Street food is Britain’s latest culinary trend.
Now that pulled pork and wonky supermarket veg have enjoyed their 15 minutes of fame, food originally cooked on street corners in more exotic parts the world has become the next big thing.
If that is the case, Le Duc-My is streets ahead, having opened his street food shop, Banh Mi 8 on Wakefield’s Cross Square two years ago. The 36-year-old was certainly not looking for a niche in foodie fashion, it’s more of a devotion to what he sees as the best food in the world - the banh mi.

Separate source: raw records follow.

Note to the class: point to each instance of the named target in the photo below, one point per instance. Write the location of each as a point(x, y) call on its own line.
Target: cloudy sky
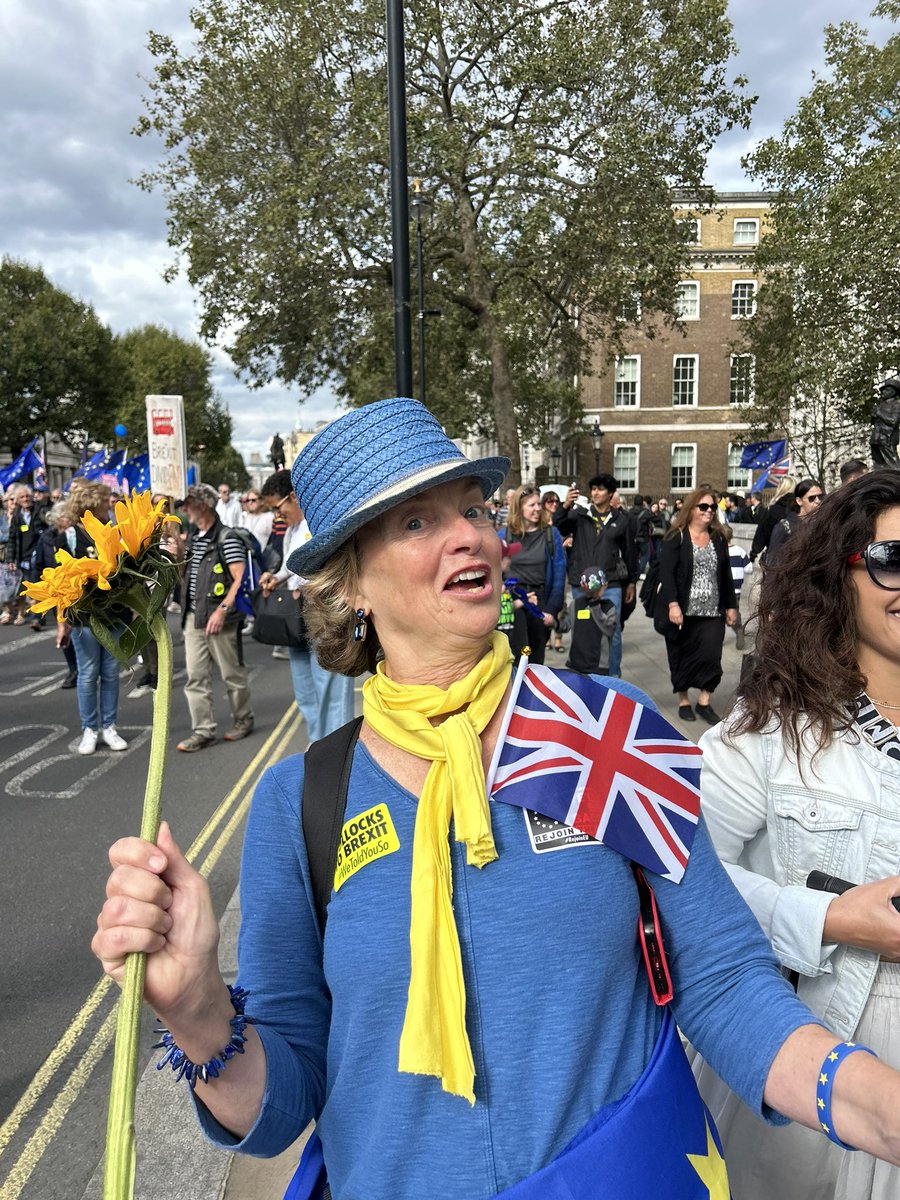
point(71, 82)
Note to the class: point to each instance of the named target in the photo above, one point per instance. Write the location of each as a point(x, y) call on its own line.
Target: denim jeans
point(95, 665)
point(615, 597)
point(324, 697)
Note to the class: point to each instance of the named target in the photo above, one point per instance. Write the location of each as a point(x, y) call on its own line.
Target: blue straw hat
point(369, 461)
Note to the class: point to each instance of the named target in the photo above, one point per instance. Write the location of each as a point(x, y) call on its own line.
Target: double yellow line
point(226, 820)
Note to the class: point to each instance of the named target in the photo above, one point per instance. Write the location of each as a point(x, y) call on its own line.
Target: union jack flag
point(580, 753)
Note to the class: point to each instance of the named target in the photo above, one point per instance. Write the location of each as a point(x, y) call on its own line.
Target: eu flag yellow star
point(711, 1169)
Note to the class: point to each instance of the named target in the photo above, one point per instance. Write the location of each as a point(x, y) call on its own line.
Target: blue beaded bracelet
point(191, 1071)
point(826, 1083)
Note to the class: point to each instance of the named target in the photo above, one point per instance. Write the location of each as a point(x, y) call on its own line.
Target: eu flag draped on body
point(583, 754)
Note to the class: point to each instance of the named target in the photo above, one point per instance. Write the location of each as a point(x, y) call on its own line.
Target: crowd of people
point(424, 1053)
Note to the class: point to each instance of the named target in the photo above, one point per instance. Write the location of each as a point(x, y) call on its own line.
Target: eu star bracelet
point(826, 1083)
point(191, 1071)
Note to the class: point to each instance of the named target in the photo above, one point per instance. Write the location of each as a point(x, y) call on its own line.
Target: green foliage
point(547, 135)
point(828, 315)
point(57, 363)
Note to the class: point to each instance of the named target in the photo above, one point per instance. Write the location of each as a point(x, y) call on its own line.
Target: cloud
point(72, 77)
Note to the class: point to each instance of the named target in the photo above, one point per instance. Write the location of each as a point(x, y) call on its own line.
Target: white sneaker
point(89, 742)
point(112, 738)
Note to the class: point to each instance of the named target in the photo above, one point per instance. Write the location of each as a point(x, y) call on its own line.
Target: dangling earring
point(361, 628)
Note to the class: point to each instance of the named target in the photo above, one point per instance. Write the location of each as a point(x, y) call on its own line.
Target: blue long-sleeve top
point(559, 1013)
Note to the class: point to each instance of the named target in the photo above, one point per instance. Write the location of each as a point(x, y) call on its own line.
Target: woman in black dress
point(697, 587)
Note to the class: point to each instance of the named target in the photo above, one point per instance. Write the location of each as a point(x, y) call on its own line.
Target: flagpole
point(507, 718)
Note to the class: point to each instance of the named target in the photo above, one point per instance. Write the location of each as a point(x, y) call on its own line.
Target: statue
point(886, 425)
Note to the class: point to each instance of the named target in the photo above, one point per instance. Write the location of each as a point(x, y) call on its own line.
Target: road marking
point(243, 808)
point(33, 748)
point(11, 647)
point(219, 815)
point(51, 1122)
point(47, 1131)
point(15, 786)
point(53, 1062)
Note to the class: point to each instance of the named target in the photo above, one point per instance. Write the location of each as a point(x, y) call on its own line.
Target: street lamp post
point(597, 441)
point(423, 313)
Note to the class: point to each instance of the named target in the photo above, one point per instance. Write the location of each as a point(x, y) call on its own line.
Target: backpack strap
point(327, 777)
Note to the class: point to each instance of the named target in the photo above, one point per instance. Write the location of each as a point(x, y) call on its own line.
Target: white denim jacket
point(772, 825)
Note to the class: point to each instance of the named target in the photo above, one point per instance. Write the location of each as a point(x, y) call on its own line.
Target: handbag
point(279, 619)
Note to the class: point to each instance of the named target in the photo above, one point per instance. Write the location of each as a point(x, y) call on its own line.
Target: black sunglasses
point(882, 562)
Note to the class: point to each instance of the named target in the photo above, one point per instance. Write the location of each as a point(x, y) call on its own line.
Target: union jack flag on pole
point(591, 757)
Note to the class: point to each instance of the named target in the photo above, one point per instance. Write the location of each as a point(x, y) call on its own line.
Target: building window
point(737, 475)
point(624, 467)
point(741, 379)
point(747, 232)
point(688, 301)
point(743, 299)
point(628, 382)
point(684, 379)
point(684, 466)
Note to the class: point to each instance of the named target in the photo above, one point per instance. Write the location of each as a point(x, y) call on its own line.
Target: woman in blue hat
point(474, 1019)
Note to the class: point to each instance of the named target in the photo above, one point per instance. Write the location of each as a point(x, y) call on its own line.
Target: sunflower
point(137, 521)
point(106, 543)
point(61, 587)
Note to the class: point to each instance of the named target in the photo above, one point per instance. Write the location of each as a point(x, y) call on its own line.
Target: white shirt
point(294, 538)
point(259, 525)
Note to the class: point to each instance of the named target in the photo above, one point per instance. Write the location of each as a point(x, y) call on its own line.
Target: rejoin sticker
point(364, 838)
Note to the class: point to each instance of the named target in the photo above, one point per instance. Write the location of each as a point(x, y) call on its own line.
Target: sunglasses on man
point(882, 562)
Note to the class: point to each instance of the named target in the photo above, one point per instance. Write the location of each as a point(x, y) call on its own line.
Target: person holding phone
point(699, 589)
point(804, 777)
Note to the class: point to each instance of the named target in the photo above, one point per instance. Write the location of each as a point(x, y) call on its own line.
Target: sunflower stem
point(121, 1150)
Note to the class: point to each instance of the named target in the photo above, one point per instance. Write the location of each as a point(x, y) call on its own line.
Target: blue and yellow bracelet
point(826, 1083)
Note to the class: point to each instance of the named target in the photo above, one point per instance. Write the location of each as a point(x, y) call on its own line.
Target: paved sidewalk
point(174, 1162)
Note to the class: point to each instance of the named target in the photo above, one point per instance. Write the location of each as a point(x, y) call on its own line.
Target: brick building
point(670, 407)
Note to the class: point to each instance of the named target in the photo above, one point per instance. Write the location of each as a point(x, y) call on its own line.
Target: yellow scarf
point(433, 1041)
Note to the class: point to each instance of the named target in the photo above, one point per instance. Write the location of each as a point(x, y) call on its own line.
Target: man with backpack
point(215, 559)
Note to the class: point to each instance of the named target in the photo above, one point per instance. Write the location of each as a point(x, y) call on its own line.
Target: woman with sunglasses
point(540, 569)
point(804, 775)
point(808, 496)
point(697, 587)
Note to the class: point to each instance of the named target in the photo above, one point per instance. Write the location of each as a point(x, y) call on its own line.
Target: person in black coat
point(601, 538)
point(778, 509)
point(699, 591)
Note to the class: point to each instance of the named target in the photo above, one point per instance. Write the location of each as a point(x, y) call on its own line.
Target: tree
point(155, 361)
point(547, 135)
point(827, 324)
point(57, 363)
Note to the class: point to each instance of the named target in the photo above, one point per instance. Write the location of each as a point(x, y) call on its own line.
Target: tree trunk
point(483, 294)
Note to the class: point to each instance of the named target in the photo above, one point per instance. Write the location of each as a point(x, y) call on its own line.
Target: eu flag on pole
point(591, 757)
point(108, 465)
point(760, 455)
point(29, 460)
point(137, 473)
point(773, 475)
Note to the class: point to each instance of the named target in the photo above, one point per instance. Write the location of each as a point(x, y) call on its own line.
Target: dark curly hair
point(805, 667)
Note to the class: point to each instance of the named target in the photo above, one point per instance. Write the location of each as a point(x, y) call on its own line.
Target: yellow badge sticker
point(366, 837)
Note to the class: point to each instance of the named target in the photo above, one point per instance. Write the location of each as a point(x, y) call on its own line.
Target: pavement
point(174, 1161)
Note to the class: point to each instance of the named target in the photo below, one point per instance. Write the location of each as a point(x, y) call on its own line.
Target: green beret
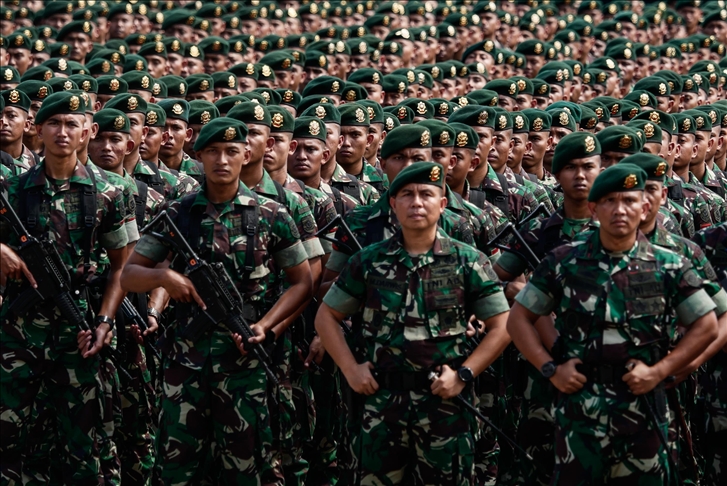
point(685, 124)
point(36, 90)
point(153, 49)
point(19, 41)
point(702, 121)
point(354, 115)
point(324, 86)
point(77, 26)
point(251, 114)
point(16, 98)
point(61, 84)
point(111, 85)
point(310, 127)
point(270, 96)
point(223, 130)
point(654, 166)
point(621, 139)
point(85, 82)
point(63, 103)
point(652, 132)
point(201, 112)
point(539, 120)
point(394, 83)
point(139, 80)
point(281, 120)
point(176, 86)
point(376, 112)
point(175, 109)
point(353, 92)
point(404, 114)
point(155, 116)
point(617, 178)
point(429, 173)
point(465, 136)
point(576, 145)
point(404, 137)
point(324, 111)
point(111, 120)
point(10, 75)
point(442, 133)
point(245, 70)
point(278, 61)
point(520, 123)
point(128, 103)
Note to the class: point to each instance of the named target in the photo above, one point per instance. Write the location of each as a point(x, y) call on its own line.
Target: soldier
point(50, 202)
point(412, 431)
point(231, 383)
point(606, 423)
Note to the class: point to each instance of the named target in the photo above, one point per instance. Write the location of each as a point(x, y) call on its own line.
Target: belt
point(403, 380)
point(603, 374)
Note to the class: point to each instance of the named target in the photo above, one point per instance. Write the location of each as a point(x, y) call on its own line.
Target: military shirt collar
point(38, 176)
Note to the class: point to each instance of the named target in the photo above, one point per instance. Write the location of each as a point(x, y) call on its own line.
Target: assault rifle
point(132, 316)
point(213, 284)
point(52, 278)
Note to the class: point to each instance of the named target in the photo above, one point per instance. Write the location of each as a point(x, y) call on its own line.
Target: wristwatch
point(105, 320)
point(548, 369)
point(465, 374)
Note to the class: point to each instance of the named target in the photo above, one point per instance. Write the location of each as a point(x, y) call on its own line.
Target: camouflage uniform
point(43, 374)
point(415, 312)
point(215, 399)
point(367, 192)
point(603, 431)
point(714, 379)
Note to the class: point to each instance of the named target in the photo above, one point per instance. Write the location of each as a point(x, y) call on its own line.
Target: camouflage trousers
point(415, 438)
point(49, 409)
point(134, 437)
point(214, 424)
point(605, 435)
point(321, 450)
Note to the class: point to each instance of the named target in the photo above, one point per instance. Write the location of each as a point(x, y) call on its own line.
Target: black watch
point(548, 369)
point(105, 320)
point(465, 374)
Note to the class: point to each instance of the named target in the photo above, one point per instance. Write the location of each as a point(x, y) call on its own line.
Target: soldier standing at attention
point(43, 353)
point(610, 293)
point(214, 407)
point(416, 292)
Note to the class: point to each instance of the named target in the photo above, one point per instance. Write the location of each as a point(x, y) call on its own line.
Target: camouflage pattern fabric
point(40, 356)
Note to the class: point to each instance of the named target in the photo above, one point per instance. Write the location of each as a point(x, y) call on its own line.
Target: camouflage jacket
point(367, 193)
point(610, 307)
point(543, 235)
point(415, 309)
point(222, 239)
point(61, 223)
point(371, 224)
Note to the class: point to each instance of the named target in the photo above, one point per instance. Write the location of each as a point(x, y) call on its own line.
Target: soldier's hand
point(448, 385)
point(11, 265)
point(361, 380)
point(181, 289)
point(642, 378)
point(315, 352)
point(567, 378)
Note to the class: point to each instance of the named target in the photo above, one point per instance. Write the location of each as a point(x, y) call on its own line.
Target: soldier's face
point(223, 161)
point(418, 206)
point(108, 149)
point(306, 161)
point(398, 161)
point(277, 156)
point(577, 176)
point(620, 213)
point(62, 135)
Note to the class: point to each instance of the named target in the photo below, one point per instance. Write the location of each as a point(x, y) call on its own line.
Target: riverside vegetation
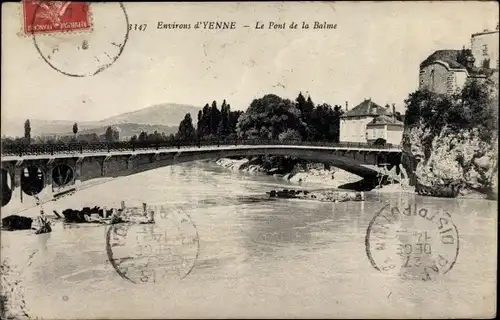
point(449, 141)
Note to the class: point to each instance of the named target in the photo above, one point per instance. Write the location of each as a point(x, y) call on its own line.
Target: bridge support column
point(104, 166)
point(131, 161)
point(48, 188)
point(78, 169)
point(17, 192)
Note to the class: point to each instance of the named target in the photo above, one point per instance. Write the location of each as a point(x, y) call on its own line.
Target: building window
point(486, 63)
point(485, 49)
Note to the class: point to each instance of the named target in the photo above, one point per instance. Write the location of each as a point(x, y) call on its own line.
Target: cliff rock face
point(457, 164)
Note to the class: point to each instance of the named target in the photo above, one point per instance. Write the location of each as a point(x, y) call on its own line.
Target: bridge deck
point(98, 153)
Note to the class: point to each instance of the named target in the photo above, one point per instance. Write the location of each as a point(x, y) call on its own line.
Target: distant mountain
point(167, 114)
point(127, 130)
point(163, 117)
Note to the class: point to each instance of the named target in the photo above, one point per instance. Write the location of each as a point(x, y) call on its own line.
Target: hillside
point(163, 117)
point(127, 130)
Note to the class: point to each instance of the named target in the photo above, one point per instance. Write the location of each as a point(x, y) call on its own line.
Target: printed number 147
point(138, 27)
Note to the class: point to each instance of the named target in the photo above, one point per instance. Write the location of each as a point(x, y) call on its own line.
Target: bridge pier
point(106, 162)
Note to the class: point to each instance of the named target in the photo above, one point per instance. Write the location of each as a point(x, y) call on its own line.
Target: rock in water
point(15, 222)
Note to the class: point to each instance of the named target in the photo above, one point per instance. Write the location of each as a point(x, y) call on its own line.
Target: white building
point(385, 127)
point(484, 47)
point(446, 71)
point(353, 122)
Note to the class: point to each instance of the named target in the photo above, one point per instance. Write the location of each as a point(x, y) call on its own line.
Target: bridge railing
point(80, 148)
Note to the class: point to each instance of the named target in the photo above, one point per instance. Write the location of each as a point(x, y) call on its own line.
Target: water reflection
point(259, 257)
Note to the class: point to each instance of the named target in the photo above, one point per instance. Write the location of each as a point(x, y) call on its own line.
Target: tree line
point(269, 117)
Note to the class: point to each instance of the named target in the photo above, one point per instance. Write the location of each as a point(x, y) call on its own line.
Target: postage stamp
point(41, 17)
point(75, 38)
point(152, 253)
point(412, 242)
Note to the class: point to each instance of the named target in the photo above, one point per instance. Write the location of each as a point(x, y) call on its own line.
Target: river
point(256, 258)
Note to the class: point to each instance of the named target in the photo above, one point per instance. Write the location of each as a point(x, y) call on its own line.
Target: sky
point(374, 52)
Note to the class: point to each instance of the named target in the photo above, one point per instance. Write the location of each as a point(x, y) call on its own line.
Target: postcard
point(249, 160)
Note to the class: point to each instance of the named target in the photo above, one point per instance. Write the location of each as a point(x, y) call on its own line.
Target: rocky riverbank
point(295, 171)
point(457, 165)
point(304, 173)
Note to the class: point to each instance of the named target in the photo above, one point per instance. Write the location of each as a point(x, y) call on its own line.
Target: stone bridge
point(52, 170)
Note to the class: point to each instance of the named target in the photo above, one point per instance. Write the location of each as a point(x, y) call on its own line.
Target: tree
point(199, 125)
point(186, 129)
point(290, 134)
point(27, 131)
point(267, 117)
point(112, 134)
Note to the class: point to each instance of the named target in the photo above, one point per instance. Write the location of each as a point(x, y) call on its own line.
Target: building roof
point(366, 108)
point(448, 56)
point(383, 119)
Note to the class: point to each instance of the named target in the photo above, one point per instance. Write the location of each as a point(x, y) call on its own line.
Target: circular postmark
point(412, 242)
point(71, 51)
point(152, 253)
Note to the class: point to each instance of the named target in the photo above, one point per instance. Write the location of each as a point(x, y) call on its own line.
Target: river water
point(253, 257)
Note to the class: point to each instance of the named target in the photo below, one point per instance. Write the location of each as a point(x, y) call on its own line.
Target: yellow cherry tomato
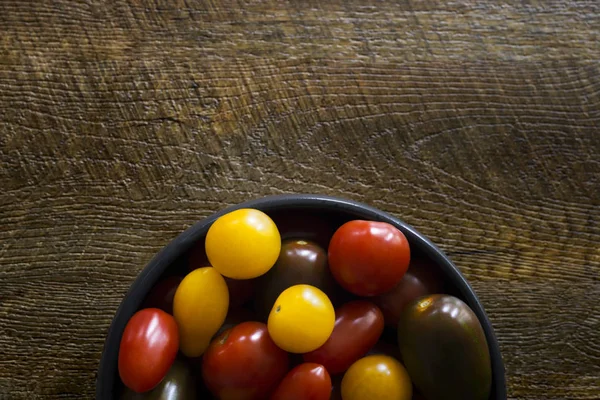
point(302, 319)
point(200, 307)
point(376, 377)
point(243, 244)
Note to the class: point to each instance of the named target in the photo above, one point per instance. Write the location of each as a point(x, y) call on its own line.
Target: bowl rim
point(134, 297)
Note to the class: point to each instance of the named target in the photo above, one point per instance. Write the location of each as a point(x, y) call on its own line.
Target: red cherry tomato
point(421, 279)
point(358, 326)
point(244, 363)
point(368, 258)
point(148, 348)
point(307, 381)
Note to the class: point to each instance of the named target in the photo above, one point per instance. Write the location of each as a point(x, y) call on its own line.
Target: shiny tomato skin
point(148, 349)
point(358, 326)
point(244, 363)
point(376, 377)
point(308, 381)
point(421, 279)
point(368, 258)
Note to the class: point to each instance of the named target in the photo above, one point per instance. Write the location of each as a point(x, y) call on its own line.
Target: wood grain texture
point(124, 122)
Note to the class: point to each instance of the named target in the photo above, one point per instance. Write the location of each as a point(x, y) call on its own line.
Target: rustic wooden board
point(122, 123)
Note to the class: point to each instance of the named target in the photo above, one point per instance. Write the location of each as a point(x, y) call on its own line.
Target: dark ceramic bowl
point(334, 210)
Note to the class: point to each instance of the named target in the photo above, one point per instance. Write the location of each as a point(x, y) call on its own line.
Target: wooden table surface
point(124, 122)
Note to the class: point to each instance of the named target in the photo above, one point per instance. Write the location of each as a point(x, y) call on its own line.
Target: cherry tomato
point(299, 262)
point(368, 258)
point(376, 377)
point(240, 290)
point(307, 381)
point(358, 326)
point(162, 294)
point(302, 319)
point(197, 256)
point(387, 349)
point(177, 384)
point(421, 279)
point(148, 348)
point(243, 244)
point(199, 307)
point(243, 363)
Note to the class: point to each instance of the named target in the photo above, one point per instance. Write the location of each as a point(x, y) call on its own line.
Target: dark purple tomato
point(299, 262)
point(444, 349)
point(422, 278)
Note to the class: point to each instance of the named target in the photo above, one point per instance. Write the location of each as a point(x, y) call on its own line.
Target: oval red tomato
point(243, 363)
point(368, 258)
point(307, 381)
point(358, 326)
point(148, 349)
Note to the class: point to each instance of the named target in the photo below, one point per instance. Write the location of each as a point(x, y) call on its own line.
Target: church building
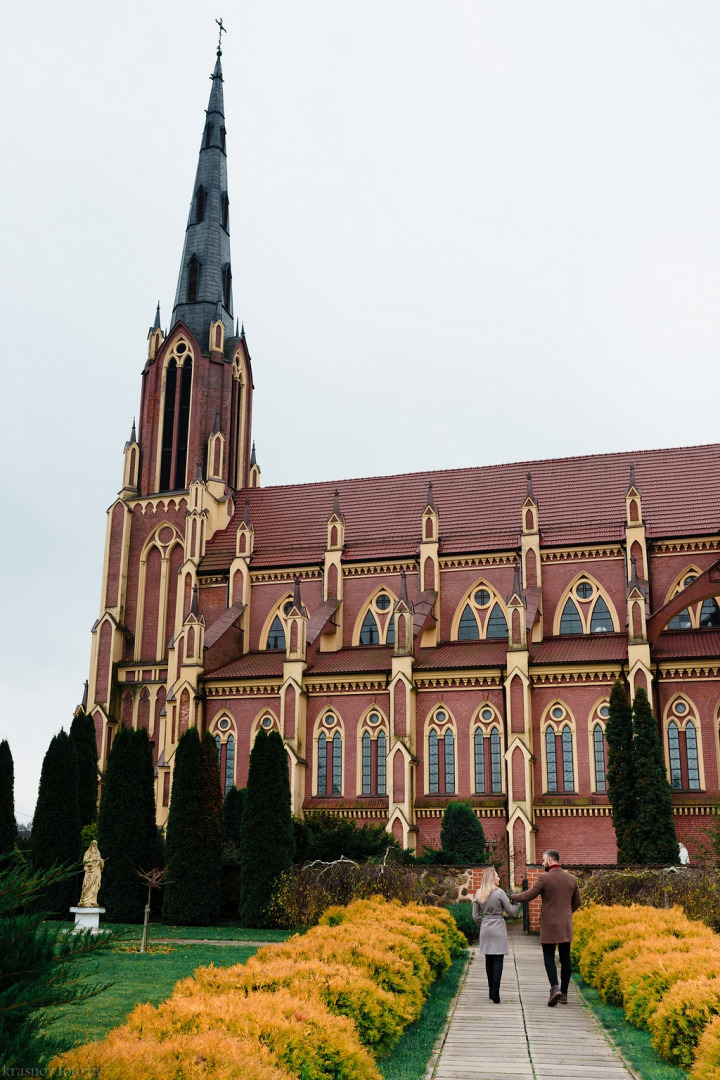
point(413, 638)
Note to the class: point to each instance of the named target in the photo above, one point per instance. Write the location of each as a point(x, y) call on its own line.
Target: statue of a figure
point(91, 882)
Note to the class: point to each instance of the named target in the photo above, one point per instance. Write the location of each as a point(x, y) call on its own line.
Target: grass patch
point(138, 977)
point(409, 1058)
point(635, 1045)
point(230, 931)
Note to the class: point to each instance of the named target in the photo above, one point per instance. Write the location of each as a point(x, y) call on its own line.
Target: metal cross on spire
point(222, 30)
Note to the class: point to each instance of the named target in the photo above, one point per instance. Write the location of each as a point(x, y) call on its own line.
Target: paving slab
point(521, 1038)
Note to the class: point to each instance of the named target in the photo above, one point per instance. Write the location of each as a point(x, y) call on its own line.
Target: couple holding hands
point(560, 899)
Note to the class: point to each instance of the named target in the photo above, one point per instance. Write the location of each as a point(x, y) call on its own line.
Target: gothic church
point(413, 638)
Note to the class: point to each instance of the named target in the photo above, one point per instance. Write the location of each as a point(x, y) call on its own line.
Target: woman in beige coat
point(489, 904)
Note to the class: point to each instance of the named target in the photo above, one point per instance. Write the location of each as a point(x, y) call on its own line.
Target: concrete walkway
point(521, 1038)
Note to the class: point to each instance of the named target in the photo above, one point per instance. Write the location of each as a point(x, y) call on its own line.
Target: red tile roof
point(688, 644)
point(582, 500)
point(372, 658)
point(254, 665)
point(464, 655)
point(571, 649)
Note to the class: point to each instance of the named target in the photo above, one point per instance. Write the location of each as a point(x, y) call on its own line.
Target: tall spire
point(205, 270)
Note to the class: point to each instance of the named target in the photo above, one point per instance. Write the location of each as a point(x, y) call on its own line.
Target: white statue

Translated, it means Vietnamese bread, and the baguette-like sandwich influenced by French colonial cuisine was a staple part of Le’s daily diet when growing up in Ninh Binh, 60 miles from the capital, Hanoi.
He bakes the special bread - made with green flour which contains less gluten - each morning, and fills them to order with a choice of meat or tofu topped with fresh salad and vegetables.
“I grew up with this food, it’s mine and my family’s favourite food,” he says while busy putting together a big order.
“It’s fast food, but I make it all from scratch.
“People who go on holiday to the east taste the food then come back to my shop, they love it and most of them keep coming back.”
But it’s not all sandwiches. There is Vietnamese Pho - a rice noodle and meat in a broth, and variations of grilled meats and rice. There’s a real feel of South East Asia in the shop as well, there’s a handful of tiny chairs and tables, a few conical hats on the walls and even the TV plays a bit of daytime Vietnamese programming.
Opening Times: 11am to 2pm and 6pm to 9pm, Monday to Saturday.
Popular menu choices: The Banh Mi chicken skewers and Thit Nuong (barbecue pork). Topped with mayonnaise, cucumber, coriander, caramelised onion, pate, sweet and sour diakon carrot, sweet and sour pickle. There is also the specially-blended Vietnamese icy coffee to enjoy.